# Gwinn and Norway Field Offices Add License Sales Service



## Hamilton Reef (Jan 20, 2000)

FOR IMMEDIATE RELEASE 
03 MAY 2005

CONTACT: Timothy A. Melko or Ann Wilson 906-228-6561

Gwinn and Norway Field Offices Add License Sales Service

To better serve the public, the Michigan Department of Natural Resources recently added license sales services to both the Gwinn and Norway field offices in the Upper Peninsula. Residents and visitors can now obtain all necessary hunting and fishing licenses, as well as related information at these locations.

"We are pleased to be able to add these two offices to our list of those that offer licenses and other services to the public," said Timothy A. Melko, Western Upper Peninsula administration area manager for the DNR.

Staff will be available in the Gwinn Field Office from 8 a.m. until 4:30 p.m. EST Monday through Friday. The Gwinn Field Office is located at 410 West M-35 in Gwinn. The Norway Field Office is open from 7 a.m. to 3:30 p.m. CST and it is located on US-2, just west of the downtown area of Norway.
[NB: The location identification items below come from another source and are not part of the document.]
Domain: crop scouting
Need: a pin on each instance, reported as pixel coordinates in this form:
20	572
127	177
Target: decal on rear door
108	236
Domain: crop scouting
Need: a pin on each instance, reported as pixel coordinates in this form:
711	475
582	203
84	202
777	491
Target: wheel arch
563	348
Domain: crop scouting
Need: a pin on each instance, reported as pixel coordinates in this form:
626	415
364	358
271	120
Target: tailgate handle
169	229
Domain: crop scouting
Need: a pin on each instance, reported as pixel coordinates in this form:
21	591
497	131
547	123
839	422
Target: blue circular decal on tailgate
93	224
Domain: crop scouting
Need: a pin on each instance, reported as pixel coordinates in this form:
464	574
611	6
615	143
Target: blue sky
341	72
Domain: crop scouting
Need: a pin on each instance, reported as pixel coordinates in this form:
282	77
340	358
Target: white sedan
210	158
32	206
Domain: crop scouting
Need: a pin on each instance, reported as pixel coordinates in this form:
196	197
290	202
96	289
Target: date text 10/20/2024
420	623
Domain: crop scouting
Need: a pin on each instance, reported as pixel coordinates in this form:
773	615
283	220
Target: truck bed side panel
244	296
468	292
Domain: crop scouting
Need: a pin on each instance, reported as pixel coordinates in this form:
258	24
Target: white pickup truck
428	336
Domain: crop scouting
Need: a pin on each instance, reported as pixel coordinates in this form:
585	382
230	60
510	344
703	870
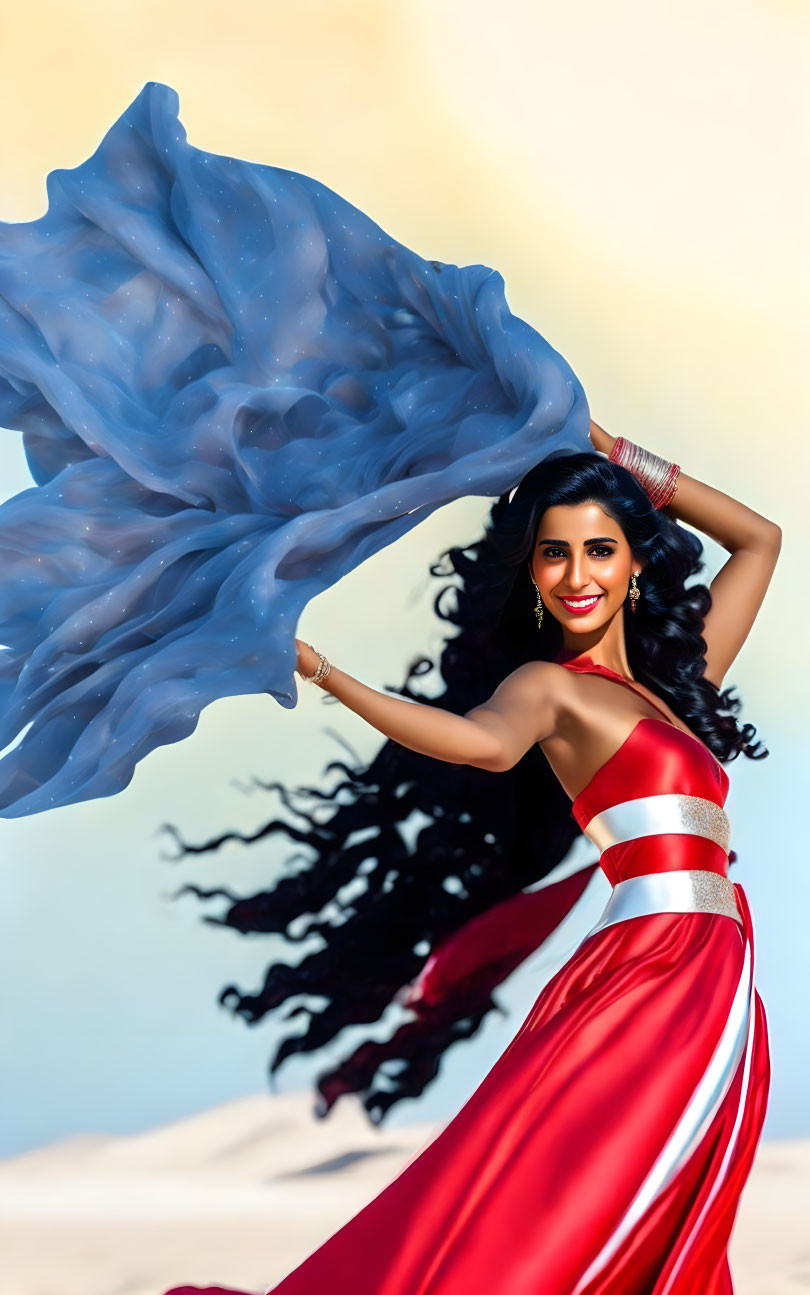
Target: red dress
605	1150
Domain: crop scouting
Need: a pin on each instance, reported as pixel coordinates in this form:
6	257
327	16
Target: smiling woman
626	1072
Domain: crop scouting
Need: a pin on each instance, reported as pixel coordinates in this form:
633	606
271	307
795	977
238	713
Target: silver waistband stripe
731	1050
649	816
692	890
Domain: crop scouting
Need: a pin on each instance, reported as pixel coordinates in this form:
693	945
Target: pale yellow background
638	172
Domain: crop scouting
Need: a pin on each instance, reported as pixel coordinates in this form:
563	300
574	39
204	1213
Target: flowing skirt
605	1150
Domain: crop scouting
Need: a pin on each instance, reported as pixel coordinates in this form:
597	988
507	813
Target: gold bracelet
656	475
322	671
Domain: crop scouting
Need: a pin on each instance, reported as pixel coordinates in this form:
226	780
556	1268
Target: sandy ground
241	1193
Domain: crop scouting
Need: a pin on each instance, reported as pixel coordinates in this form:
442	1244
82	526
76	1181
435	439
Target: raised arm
494	736
739	587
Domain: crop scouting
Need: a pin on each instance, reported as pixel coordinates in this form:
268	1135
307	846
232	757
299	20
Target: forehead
577	523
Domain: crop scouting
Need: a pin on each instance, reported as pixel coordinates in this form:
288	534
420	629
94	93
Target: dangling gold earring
634	592
538	609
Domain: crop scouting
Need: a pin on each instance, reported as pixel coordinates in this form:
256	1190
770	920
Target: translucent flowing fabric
232	387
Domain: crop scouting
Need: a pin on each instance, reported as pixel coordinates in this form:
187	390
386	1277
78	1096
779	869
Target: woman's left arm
739	587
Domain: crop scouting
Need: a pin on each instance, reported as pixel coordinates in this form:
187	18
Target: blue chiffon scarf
232	387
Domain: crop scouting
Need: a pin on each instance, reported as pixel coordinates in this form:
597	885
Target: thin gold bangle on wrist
322	670
656	475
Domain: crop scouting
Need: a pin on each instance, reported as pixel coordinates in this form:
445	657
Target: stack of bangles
657	475
323	668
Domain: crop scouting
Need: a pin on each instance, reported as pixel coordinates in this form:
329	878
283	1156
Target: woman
607	1149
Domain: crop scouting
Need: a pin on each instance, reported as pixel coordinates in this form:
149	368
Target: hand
600	439
307	659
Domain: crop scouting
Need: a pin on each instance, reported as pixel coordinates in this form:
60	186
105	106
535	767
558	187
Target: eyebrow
598	539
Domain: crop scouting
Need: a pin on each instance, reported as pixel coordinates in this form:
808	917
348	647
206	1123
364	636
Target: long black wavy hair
380	903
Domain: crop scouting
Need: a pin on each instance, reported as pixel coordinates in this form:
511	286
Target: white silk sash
649	816
692	890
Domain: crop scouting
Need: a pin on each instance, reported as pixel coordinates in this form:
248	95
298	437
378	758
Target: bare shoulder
525	709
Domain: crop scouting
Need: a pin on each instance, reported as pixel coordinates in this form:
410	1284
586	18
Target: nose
577	573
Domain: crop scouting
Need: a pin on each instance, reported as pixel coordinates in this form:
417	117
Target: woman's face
582	566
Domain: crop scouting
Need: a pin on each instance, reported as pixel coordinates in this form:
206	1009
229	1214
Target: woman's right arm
494	736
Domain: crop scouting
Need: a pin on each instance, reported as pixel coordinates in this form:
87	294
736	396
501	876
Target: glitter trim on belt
648	816
692	890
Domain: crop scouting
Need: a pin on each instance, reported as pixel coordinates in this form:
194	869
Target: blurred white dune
241	1193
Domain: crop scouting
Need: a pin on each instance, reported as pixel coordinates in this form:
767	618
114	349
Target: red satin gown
605	1151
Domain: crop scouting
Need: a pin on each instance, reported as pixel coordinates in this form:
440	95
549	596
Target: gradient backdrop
639	176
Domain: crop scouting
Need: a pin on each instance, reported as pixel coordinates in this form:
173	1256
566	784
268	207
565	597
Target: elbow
771	536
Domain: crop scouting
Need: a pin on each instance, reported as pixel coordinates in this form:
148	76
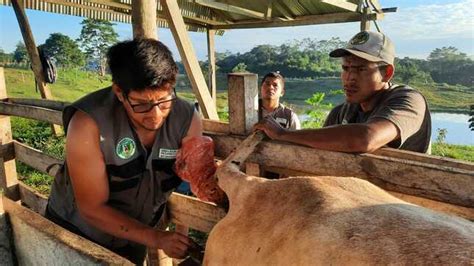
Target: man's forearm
120	225
345	138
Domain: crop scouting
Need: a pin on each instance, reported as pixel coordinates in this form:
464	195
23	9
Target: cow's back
332	220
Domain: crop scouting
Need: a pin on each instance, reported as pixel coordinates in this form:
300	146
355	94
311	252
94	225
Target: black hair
275	74
140	64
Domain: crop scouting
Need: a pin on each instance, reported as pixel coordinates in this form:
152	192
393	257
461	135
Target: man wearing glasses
376	113
121	145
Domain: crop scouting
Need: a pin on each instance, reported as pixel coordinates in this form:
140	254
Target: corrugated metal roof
200	15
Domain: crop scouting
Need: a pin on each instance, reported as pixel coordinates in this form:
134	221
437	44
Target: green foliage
21	54
318	112
305	58
64	50
39	136
5	57
240	68
70	86
441	148
458	152
449	65
96	38
408	70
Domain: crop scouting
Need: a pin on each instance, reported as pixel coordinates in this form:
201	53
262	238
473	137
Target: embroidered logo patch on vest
167	153
125	148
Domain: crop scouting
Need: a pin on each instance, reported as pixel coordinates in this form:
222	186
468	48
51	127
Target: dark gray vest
139	183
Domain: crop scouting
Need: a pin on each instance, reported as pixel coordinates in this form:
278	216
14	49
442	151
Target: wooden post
191	64
8	175
144	19
365	22
243	102
212	64
33	54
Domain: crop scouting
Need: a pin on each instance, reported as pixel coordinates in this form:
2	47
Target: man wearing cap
376	112
272	89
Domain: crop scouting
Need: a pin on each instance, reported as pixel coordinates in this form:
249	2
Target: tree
5	57
95	39
21	54
449	65
64	50
409	70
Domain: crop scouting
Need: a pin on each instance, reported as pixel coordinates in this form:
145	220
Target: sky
417	28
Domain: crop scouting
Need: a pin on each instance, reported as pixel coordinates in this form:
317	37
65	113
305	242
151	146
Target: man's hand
173	244
271	127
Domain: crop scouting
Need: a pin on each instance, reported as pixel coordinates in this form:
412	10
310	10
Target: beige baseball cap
371	46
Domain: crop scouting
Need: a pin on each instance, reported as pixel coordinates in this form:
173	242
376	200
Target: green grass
459	152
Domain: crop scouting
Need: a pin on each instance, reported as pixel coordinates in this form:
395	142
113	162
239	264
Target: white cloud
432	21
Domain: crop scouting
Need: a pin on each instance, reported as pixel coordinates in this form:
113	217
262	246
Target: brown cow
329	220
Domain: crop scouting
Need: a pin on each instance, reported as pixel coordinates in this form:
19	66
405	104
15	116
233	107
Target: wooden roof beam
191	64
377	7
342	4
268	13
160	16
286	14
299	21
230	8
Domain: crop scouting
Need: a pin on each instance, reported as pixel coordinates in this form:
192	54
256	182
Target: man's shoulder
406	92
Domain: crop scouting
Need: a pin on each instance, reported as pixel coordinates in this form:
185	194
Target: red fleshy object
195	164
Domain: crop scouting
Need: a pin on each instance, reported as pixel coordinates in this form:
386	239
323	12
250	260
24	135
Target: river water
457	126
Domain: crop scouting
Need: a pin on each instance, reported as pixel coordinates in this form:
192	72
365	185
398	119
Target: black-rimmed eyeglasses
146	107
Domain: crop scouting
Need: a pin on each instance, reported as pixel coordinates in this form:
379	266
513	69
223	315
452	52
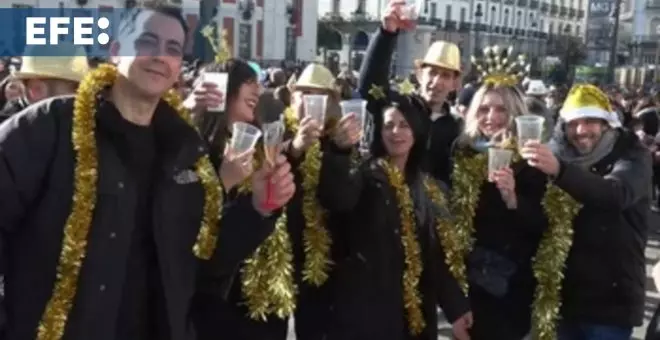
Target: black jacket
368	300
605	274
442	131
36	176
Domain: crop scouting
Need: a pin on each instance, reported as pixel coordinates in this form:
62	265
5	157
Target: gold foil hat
442	54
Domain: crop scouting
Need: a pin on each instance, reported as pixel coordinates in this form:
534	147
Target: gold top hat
588	101
442	54
70	63
315	76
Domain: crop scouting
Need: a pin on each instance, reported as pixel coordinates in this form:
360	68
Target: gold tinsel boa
316	237
550	260
267	276
267	282
548	264
412	252
467	178
76	230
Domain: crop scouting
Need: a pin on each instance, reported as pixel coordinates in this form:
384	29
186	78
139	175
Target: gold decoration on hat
406	87
219	43
499	67
377	92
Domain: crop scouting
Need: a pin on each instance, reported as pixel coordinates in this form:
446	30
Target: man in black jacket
438	74
110	202
608	171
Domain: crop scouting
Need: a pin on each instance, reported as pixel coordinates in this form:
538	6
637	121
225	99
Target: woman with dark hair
393	271
220	306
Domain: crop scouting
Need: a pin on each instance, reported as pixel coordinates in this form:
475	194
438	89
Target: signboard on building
600	24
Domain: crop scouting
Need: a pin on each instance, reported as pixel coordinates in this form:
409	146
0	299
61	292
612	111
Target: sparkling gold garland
449	238
468	176
550	260
317	240
76	229
412	253
267	276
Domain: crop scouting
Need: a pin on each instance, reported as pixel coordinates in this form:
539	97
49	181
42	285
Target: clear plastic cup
315	106
498	159
220	80
358	107
529	127
409	12
244	137
273	136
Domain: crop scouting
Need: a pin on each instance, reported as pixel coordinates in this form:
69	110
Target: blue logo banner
74	31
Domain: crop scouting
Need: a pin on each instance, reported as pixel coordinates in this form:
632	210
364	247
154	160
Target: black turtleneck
142	310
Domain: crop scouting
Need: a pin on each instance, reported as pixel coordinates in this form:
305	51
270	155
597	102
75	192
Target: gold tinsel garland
267	276
76	230
447	233
267	282
550	260
468	176
548	264
317	240
412	253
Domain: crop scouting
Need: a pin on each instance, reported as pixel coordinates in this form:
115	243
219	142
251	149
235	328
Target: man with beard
109	200
438	74
608	171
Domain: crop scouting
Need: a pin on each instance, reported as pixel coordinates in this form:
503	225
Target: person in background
44	76
607	170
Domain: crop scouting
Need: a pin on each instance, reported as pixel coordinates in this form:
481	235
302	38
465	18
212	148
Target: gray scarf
568	153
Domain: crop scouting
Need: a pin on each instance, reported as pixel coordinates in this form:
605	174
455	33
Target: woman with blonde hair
498	210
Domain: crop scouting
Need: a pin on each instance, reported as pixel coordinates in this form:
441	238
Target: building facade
534	27
262	30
Across the state, there are approximately 1,800 locations where licenses can be purchased, including several DNR facilities and numerous retail locations. For more information and a complete list of locations open to serve the public, log on to the DNR Web site at www.michigan.gov/dnr.

The DNR is committed to the conservation, protection, management, use and enjoyment of the state's natural resources for current and future generations.


----------



## WILDCATWICK (Mar 11, 2002)

to Pamida or Shopko


----------